Did you not say in the midst of your campaign that natural gas would be and needed to be an integral part of America’s fuel mix? Have you not indicated your support for the much-needed Alaskan natural gas pipeline, perhaps even including the federal government as an actual participant? Aren’t you determined to reduce carbon emissions?
While I understood the need for your $787 billion economic stimulus plan, I was dismayed to find nothing in the way of funding for natural gas research or infrastructure work. I have not had time to peruse the entire document, but there is plenty of money for items relating to electric vehicles. I understand the necessity of this as well, because alternative fuel sources do require heavy commitments of investment that is unavailable from the private sector.

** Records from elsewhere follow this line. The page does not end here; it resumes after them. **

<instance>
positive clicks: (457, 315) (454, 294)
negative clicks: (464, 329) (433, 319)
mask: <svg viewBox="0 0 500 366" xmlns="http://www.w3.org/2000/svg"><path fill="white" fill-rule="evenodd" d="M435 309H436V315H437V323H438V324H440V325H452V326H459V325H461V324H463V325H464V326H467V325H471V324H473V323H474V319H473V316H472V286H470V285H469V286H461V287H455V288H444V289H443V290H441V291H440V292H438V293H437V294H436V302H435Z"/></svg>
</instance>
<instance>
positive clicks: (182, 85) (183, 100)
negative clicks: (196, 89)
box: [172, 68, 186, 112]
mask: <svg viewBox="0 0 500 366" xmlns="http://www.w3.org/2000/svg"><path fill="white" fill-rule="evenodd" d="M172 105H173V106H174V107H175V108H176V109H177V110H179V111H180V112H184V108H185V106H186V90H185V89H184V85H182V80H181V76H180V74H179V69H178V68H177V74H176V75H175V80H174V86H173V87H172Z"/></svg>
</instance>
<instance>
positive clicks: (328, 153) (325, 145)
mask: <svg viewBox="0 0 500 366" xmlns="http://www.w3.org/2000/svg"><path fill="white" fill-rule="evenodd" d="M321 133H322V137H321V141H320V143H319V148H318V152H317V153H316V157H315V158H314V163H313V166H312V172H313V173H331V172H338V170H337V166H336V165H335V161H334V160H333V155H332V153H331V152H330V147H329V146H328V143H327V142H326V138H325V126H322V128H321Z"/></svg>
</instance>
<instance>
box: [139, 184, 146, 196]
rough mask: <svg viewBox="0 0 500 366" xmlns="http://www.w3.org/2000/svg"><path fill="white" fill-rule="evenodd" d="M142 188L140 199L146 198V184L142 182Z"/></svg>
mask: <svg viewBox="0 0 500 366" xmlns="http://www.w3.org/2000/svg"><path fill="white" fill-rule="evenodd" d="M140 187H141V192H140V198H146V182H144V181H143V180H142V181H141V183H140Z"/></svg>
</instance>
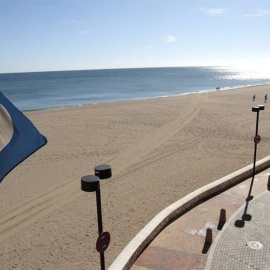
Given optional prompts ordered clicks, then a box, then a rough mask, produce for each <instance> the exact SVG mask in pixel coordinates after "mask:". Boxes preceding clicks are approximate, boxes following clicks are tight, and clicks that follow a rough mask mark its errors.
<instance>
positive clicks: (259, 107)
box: [247, 105, 265, 201]
mask: <svg viewBox="0 0 270 270" xmlns="http://www.w3.org/2000/svg"><path fill="white" fill-rule="evenodd" d="M264 107H265V106H264V105H258V106H253V107H252V111H253V112H256V113H257V118H256V132H255V137H254V144H255V146H254V159H253V172H252V180H251V184H250V189H249V193H248V197H247V200H248V201H251V200H252V199H253V196H251V191H252V187H253V183H254V178H255V171H256V156H257V144H258V143H259V142H260V136H259V135H258V129H259V114H260V111H263V110H264Z"/></svg>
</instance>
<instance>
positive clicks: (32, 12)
mask: <svg viewBox="0 0 270 270" xmlns="http://www.w3.org/2000/svg"><path fill="white" fill-rule="evenodd" d="M269 32H270V0H222V1H221V0H220V1H219V0H0V73H6V72H28V71H48V70H76V69H103V68H126V67H159V66H205V65H219V66H220V65H243V66H254V67H259V68H265V67H266V66H268V67H269V65H270V35H269Z"/></svg>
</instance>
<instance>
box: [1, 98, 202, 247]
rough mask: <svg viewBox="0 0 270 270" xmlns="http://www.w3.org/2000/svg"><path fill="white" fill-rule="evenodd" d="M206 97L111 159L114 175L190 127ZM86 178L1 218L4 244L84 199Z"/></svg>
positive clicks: (42, 195)
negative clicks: (50, 216)
mask: <svg viewBox="0 0 270 270" xmlns="http://www.w3.org/2000/svg"><path fill="white" fill-rule="evenodd" d="M206 97H207V95H206V94H199V95H197V97H196V99H195V101H193V103H191V104H190V106H188V108H187V110H186V111H185V112H184V113H183V114H182V115H179V117H177V118H176V119H174V120H173V121H171V122H169V123H168V124H166V125H164V126H163V127H161V128H160V129H158V130H157V131H156V132H154V133H153V134H152V135H150V136H148V137H147V138H145V139H144V140H142V141H141V142H140V143H138V144H136V145H134V146H133V147H131V148H129V149H128V150H126V151H125V152H123V153H122V154H120V155H118V156H117V157H116V158H115V159H113V160H111V165H112V168H113V171H114V174H118V173H119V172H121V171H122V170H124V169H126V168H128V167H129V166H131V165H133V164H135V163H137V162H138V161H139V160H140V159H141V158H142V157H144V156H146V155H147V154H148V153H150V152H151V151H153V150H154V149H156V148H157V147H159V146H160V145H161V144H163V143H164V142H166V141H167V140H169V139H170V138H171V137H172V136H173V135H175V134H176V133H177V132H178V131H179V130H181V129H182V128H183V127H184V126H186V125H187V124H188V123H189V122H190V121H191V120H192V119H193V118H194V117H195V116H196V115H197V114H198V113H199V111H200V108H201V105H202V103H203V101H204V100H205V99H206ZM82 175H83V173H81V174H80V175H79V176H76V177H73V178H72V179H70V180H68V181H67V182H66V183H61V184H60V185H58V186H56V187H54V188H53V189H51V190H49V191H47V192H45V193H43V194H39V195H38V196H36V197H35V198H32V199H31V200H28V201H26V202H24V203H22V204H20V205H19V206H17V207H15V208H13V209H11V210H9V211H7V212H5V213H2V214H1V215H0V242H1V241H3V240H4V239H6V238H8V237H10V236H11V235H13V234H14V233H16V232H18V231H20V230H21V229H23V228H25V227H27V226H29V225H31V224H32V223H34V222H35V221H37V220H38V219H40V218H42V217H43V216H45V215H47V214H49V213H51V212H53V211H55V210H57V209H59V208H61V207H62V206H64V205H65V204H66V203H68V202H70V201H72V200H73V199H74V198H76V197H78V196H80V195H81V194H82V193H81V190H80V186H79V185H80V183H79V181H78V179H80V177H81V176H82Z"/></svg>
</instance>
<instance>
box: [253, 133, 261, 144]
mask: <svg viewBox="0 0 270 270" xmlns="http://www.w3.org/2000/svg"><path fill="white" fill-rule="evenodd" d="M260 140H261V137H260V135H256V136H255V137H254V143H255V144H257V143H259V142H260Z"/></svg>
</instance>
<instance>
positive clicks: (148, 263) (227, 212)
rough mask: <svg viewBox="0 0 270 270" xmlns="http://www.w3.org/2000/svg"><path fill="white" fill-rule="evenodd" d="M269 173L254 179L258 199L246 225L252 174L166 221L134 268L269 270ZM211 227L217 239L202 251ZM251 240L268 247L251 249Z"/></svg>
mask: <svg viewBox="0 0 270 270" xmlns="http://www.w3.org/2000/svg"><path fill="white" fill-rule="evenodd" d="M269 176H270V169H267V170H265V171H264V172H262V173H260V174H258V175H256V177H255V179H254V184H253V189H252V195H253V196H254V199H253V200H252V201H251V202H249V203H248V209H247V214H249V215H251V217H252V218H251V221H245V222H242V223H243V224H244V227H242V228H238V227H236V226H235V221H236V220H239V221H240V220H241V218H242V215H243V213H244V206H245V203H246V197H247V195H248V192H249V188H250V183H251V178H250V179H248V180H246V181H244V182H242V183H240V184H238V185H236V186H234V187H232V188H231V189H229V190H227V191H225V192H223V193H221V194H219V195H217V196H215V197H213V198H211V199H209V200H208V201H205V202H203V203H201V204H200V205H198V206H196V207H195V208H193V209H192V210H190V211H189V212H187V213H186V214H184V215H183V216H181V217H180V218H179V219H177V220H176V221H174V222H173V223H172V224H170V225H169V226H167V227H166V228H165V229H164V230H163V231H162V232H161V233H160V234H159V235H158V236H157V237H156V238H155V239H154V240H153V241H152V243H151V244H150V245H149V246H148V247H147V248H146V249H145V250H144V252H143V253H142V254H141V255H140V256H139V258H138V259H137V261H136V262H135V263H134V265H133V266H132V267H131V269H132V270H152V269H157V270H172V269H173V270H176V269H177V270H180V269H181V270H182V269H183V270H185V269H188V270H196V269H197V270H200V269H207V270H213V269H214V270H217V269H218V270H223V269H224V270H225V269H226V270H227V269H228V270H234V269H237V270H239V269H260V270H261V269H265V270H266V269H270V256H269V254H270V192H269V193H268V191H266V190H267V182H268V178H269ZM261 194H263V195H261ZM241 207H242V209H241ZM222 208H224V209H226V219H227V223H226V224H225V226H224V227H223V229H222V230H221V231H219V230H217V225H218V220H219V215H220V210H221V209H222ZM239 209H240V210H239ZM207 228H212V230H213V244H212V245H211V246H210V249H209V250H208V252H207V253H206V254H203V253H202V250H203V248H204V242H205V232H206V229H207ZM249 241H259V242H260V243H262V245H263V248H262V249H260V250H255V249H252V248H250V247H249V246H248V242H249Z"/></svg>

At the same time, you are trying to restructure the auto industry into a business that is less dependent on gasoline. But do you realize that electric cars will need to be plugged into the electrical grid every night? Do you understand the electrical grid is primarily fired up by coal and natural gas, the latter being the preferred fuel by far? Wind and solar power sound wonderful, and when the wind does blow and the sun does shine, they can provide useful alternatives. But we can no more control weather conditions than we can store wind, sunshine, or electricity. We can store natural gas. We can also provide almost unlimited quantities, given the proper economic stimulus.
I don’t have to remind you that natural gas heats and cools the homes of tens of millions of American families. Ask your social secretary, Desiree Rogers, about the importance of natural gas. Perhaps her former company, Peoples Gas, heats your Chicago home. Could Chicago even exist if it were not for the multitude of gas pipelines underneath the city? Natural gas is also a critical feedstock for the chemicals industry. When natural gas supplies don’t keep up with demand, chemicals companies often close down and/or move operations overseas. Mr. President, you’ve already expressed how you feel about keeping jobs in America.

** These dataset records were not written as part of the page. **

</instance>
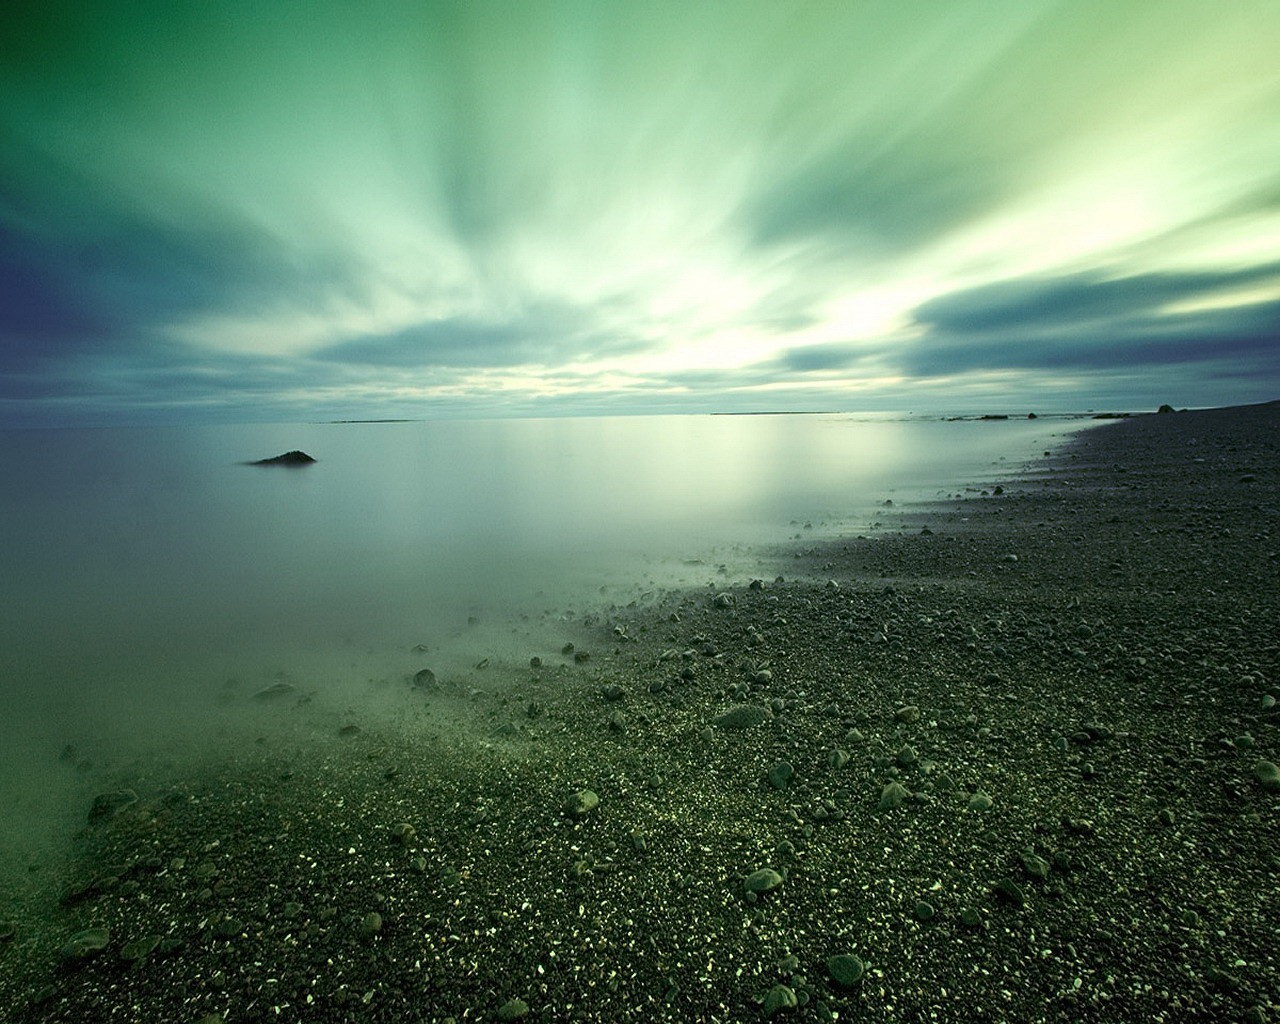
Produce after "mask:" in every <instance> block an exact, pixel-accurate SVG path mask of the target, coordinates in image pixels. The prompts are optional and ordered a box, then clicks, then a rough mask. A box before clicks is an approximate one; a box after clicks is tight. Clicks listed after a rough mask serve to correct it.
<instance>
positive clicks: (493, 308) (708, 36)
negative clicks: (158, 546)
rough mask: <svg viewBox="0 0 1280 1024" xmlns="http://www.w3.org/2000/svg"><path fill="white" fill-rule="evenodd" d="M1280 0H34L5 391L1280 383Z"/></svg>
mask: <svg viewBox="0 0 1280 1024" xmlns="http://www.w3.org/2000/svg"><path fill="white" fill-rule="evenodd" d="M1276 54H1280V4H1277V3H1275V0H1201V1H1198V3H1179V1H1176V0H1158V1H1157V3H1143V1H1142V0H1101V3H1096V1H1093V0H1069V1H1066V3H1056V1H1048V0H1010V3H995V1H992V3H970V1H969V0H955V1H954V3H942V1H941V0H906V1H905V3H904V0H891V3H878V1H877V0H842V3H791V0H787V3H782V1H781V0H778V1H777V3H773V1H772V0H769V1H765V0H755V1H753V3H746V1H745V0H744V1H742V3H717V1H716V0H705V1H703V3H689V0H680V3H671V4H667V3H611V0H584V1H582V3H534V1H532V0H518V3H516V1H513V0H512V1H508V3H480V1H477V3H465V4H454V3H425V1H421V0H420V1H416V3H367V4H366V3H316V1H314V0H308V1H307V3H302V1H301V0H278V3H268V4H264V3H261V0H251V1H250V3H242V1H241V0H219V3H195V1H193V0H164V1H163V3H152V1H151V0H129V1H128V3H114V1H113V0H93V1H92V3H90V1H88V0H83V3H78V4H67V3H59V1H58V0H13V3H10V4H8V5H6V8H5V17H4V18H3V19H0V425H8V426H15V425H22V426H26V425H88V424H113V422H205V421H261V420H315V419H380V417H429V416H509V415H538V416H543V415H573V413H582V415H596V413H631V412H731V411H787V410H791V411H815V410H833V411H845V410H851V411H856V410H863V411H870V410H883V411H895V410H899V411H908V410H910V411H916V412H925V411H931V410H933V411H982V412H1006V411H1021V410H1041V411H1064V410H1082V408H1134V410H1144V408H1155V406H1156V404H1160V403H1162V402H1170V403H1172V404H1176V406H1211V404H1229V403H1236V402H1253V401H1266V399H1272V398H1277V397H1280V60H1277V58H1276Z"/></svg>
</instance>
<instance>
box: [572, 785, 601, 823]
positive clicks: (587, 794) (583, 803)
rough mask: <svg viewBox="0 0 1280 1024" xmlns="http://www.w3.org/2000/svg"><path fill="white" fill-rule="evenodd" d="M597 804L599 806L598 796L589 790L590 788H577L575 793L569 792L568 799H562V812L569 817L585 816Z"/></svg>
mask: <svg viewBox="0 0 1280 1024" xmlns="http://www.w3.org/2000/svg"><path fill="white" fill-rule="evenodd" d="M598 806H600V797H599V796H596V795H595V794H594V792H591V790H579V791H577V792H575V794H570V797H568V800H566V801H564V813H566V814H568V817H570V818H585V817H586V815H588V814H590V813H591V812H593V810H595V809H596V808H598Z"/></svg>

A few days ago, I was further dismayed to read your proposed budget calls for substantial tax increases on the petroleum industry. You also want to restrict new drilling opportunities which will only reduce needed supplies and jobs.
There is no denying the petroleum industry has enjoyed a number of highly profitable years. But it is also true that this is a cyclical business. Depressed prices and higher capital costs will quickly bleed those profits. A healthy economy runs on energy. When the turnaround comes, we, along with the rest of the world, will need as much energy as we can get, in all forms.
Do you know, sir, that independents of all sizes still drill for most of the natural gas and oil that is found onshore? They don’t receive indiscriminate tax breaks. Those hard-fought incentives have led to a rebirth of the domestic industry and created so many new jobs in the U.S. that companies are hard-pressed to fill. This is a high-risk business that requires huge investments in hopes becoming profitable years from now. In today’s business climate, where will those private investments come from? Can we afford to punish well-managed companies that are also some of the biggest taxpayers and civic contributors?
How important is the natural gas industry? Without it, we cannot expect to see cleaner skies in our lifetime. Without it, what will we use as a transition until alternative fuels finally become viable? Who wants a coal plant in their backyard? How long does it take to build a nuclear power plant?
Mr. President, there is no doubt that alternative fuels are in the best interest of the nation and the world. But throwing money at a problem guarantees nothing. If that were so, we would have cured cancer years ago. We’ve been down this road before, as in “the fuel cell is just five years away.”
My suggestion, Mr. President, is to overlook politics and wipe the slate clean of old misconceptions about the petroleum business, which to a large extent is now a natural gas industry. As someone who professes to represent all of America, it is your duty to understand the needs and opportunities provided by petroleum companies by allowing them to be a key part of the solution. You’ll find a willing partner. Just ask Ms. Rogers.
(Note: This article won the second-place award for magazine columns in the 2010 Lone Star Awards sponsored by the Houston Press Club.)